AI-enabled software will be even more tailored to the individual context of each end-user, and thus, should command an even higher price. Relying on per-seat pricing gives buyers an easy point of comparison ($/seat is universalizable) and immediately puts the AI vendor on the defensive. Moving away from per-seat pricing allows the AI vendor to avoid apples-to-apples comparisons and sell their product on its own unique merits. There will be some buyer education required to move to a new model, but the winners in the AI era will use these discussions to better understand and serve their customers.

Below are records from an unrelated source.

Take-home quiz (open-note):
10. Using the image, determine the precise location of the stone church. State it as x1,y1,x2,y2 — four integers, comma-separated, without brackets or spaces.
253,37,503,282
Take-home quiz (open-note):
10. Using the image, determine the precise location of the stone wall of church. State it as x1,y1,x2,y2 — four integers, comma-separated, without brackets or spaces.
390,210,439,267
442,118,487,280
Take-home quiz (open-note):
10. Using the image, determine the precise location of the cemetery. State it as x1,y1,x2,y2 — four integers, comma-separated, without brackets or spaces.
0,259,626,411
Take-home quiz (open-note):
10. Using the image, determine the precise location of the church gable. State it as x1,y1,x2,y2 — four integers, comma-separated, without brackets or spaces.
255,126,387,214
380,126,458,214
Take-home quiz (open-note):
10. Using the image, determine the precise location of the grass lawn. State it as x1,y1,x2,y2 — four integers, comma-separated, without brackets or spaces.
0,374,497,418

Per-seat pricing will ultimately cause AI vendors to cannibalize themselves

Probably the most important upsell lever software vendors have traditionally used is tying themselves to the growth of their customers. As their customers grow, the logic goes, so should the vendors’ contract (presumably because the vendor had some part in driving this growth). 

Tethering yourself to per-seat pricing will make contract expansion much harder.

However, effective AI-based software makes workers significantly more efficient. As such, seat counts should not need to grow linearly with company growth, as they have in the era of static software. Tethering yourself to per-seat pricing will make contract expansion much harder. Indeed, it could result in a world where the very success of the AI software will entail contract contraction.

How to price software in the age of AI

Here are some key ideas to keep top of mind when thinking about pricing AI software:

  • Start by using ROI analysis to figure out how much to charge

This is the same place to start as in static software land. (Check out my primer on this approach here.) Work with customers to quantify the value your software delivers across all dimensions. A good rule of thumb is that you should capture 10-30% of the value you create. In dynamic software land, that value may actually increase over time as the product is used more and the dataset improves. It’s best to calculate ROI after the product gets to initial scale deployment within a company (not at the beginning). It’s also worth recalculating after a year or two of use and potentially adjusting pricing. Tracking traditionally consumer usage metrics like DAU/MAU becomes absolutely critical in enterprise AI, as usage is arguably the core driver of ROI.

While ROI is a good way to determine how much to charge, do not use ROI as the mechanism for how to charge. Tying your pricing model directly to ROI created can cause lots of confusion and anxiety when it comes time to settle up at year-end. This can create issues with establishing causality and sets up an unnecessarily antagonistic dynamic with the customer. Instead, use ROI as a level-setting tool and other mechanisms to determine how to arrive at specific pricing.